Thursday, June 12, 2014

Zombies From the Beyond! (review)


Spoilers ahoy!

When you plan on seeing a musical with the word "zombies" in the title, one naturally enough expects comedy. Most likely a spoof, a parody or satire of some kind. When done well, the result carries a special delight. But when not done right...well, oh dear.

Fortunately Visceral Company's Zombies From the Beyond pretty much hits a bulls-eye! Parody requires a precise mind-set, one that takes itself seriously while intending to be funny. Ninety-nine times out of a hundred, the best examples spring not from contempt but affection. More, it needs a strong sense of precisely what it is the parody aims for!

In this case, the target are those wonderfully cheesy 1950s UFO movies a la Earth Vs. The Flying Saucers, This Island Earth, Plan Nine from Outer Space, etc. But of course a genre is not really something to be mocked, not really. Not successfully. The real target is what lies behind the genre, the assumptions around which the genre grew up.

More than anything else, this musical skewers a very narrow, complacent world-view which made up the absolute norm in the period of the show (a picture of President Eisenhower even hangs on the wall of the Space Center where the story begins). One far from gone, since the plot of Zombies From the Beyond bears more than a passing resemblance to that of the motion picture Independence Day! A flying saucer approaches the planet and comes to hover above a beauty salon. Aboard the ship is Zombina (Alison England), last living survivor of an alien world where women sparking a nuclear civil war by demanding equal rights. She has used her technology to reanimate the females of her race, but now she needs males, of which humans seem an excellent source! Cue diabolical laughter!

Opposing these nefarious plans is Major Malone (Frank Blocker), his extremely multi-talented and big-skirted and chirpy daughter Mary (Amelia Gotham), Rick (Eric Sand) the Major's second in command with an invisible but unmistakable stick up his rear, Charlie (Lara Fisher) the Major's man-hungry secretary, Professor Trenton (Daniel Jimenez) of the square jaw and broad shoulder and uncrackable face, and of course Billy (Alex Taber) the young man who delivers the sandwiches!

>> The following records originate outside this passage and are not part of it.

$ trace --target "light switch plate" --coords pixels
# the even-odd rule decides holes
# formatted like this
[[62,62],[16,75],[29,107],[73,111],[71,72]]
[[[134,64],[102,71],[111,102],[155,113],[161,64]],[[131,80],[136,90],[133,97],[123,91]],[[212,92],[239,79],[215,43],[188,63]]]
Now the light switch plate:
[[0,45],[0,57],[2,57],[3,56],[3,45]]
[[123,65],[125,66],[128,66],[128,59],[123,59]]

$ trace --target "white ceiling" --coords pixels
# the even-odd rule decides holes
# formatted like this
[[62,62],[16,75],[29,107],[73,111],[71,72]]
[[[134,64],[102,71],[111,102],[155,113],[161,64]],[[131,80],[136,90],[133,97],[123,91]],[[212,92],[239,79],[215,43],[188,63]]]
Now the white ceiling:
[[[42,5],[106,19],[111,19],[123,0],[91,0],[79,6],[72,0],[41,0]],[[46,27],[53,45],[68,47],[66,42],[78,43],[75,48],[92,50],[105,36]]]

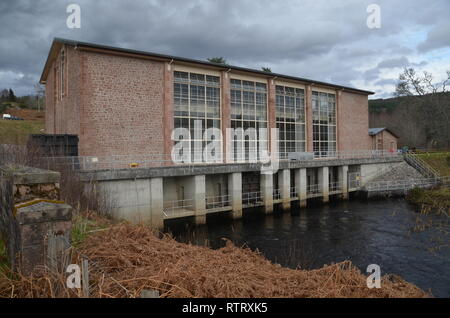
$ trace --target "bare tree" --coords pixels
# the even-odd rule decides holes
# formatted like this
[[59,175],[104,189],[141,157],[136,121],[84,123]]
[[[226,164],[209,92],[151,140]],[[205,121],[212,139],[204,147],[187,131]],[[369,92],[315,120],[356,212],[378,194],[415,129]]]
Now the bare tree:
[[[431,145],[450,147],[450,71],[442,82],[435,82],[431,73],[417,73],[413,68],[405,68],[399,76],[397,96],[406,96],[405,128],[410,136],[421,126]],[[408,127],[406,127],[408,126]],[[437,141],[440,141],[440,145]]]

Already, you can tell this will either be Rocky Horror delightful or Scarey Movie 5 dreadful beyond words. Happily this turns out to be an almost textbook example of what a parody should be--the tropes taken to their logical conclusion or turned on their head to make their silliness clearer, the surprises that pop up yet make perfect (and hilarious) sense, the overdone nature of everything from Charlie's hair to Mary's reaction when someone is busy to the complete wrongness of the military uniforms and the fact the rest of the country never seems to respond to aliens invading an American city! The songs and musical numbers all fit together in marvelous, period sort of way (some of them very much non sequiturs that somehow "feel" spot on). I ended up feeling deprived, not having heard of this show before!

No less wonderful, though, are the cast and production generally. Diving into such an arch style with fearlessness and bravura is the other half needed to make such a show work. Having seen all but one of this cast in other works, I had little fear of failure in that regard.

Blocker and Gotham in particular deserve great big shout-outs (as they usually do) for their energy, talent and successful over-the-top interpretations.

Miss England I was not at all familiar with but am extremely impressed with, and count myself her fan. I even went through her entry in the program, noting with approval her previous roles while wishing I'd seen them!

Zombies From the Beyond will play Friday and Saturday evenings at 8pm and Sunday matinees at 3pm from May 30 through July 20, 2014 at the Lex Theatre 6760 Lexington Avenue, Hollywood CA. Tickets are $32 for general audience and $25 for students with ID.

1 comment:

Christofer Nigro said...

Very good, straight-to-the-point review that I've come to expect from your virtual pen, Mr. Blue :-) Keep up the good work, meaning here the good and incisive reviews!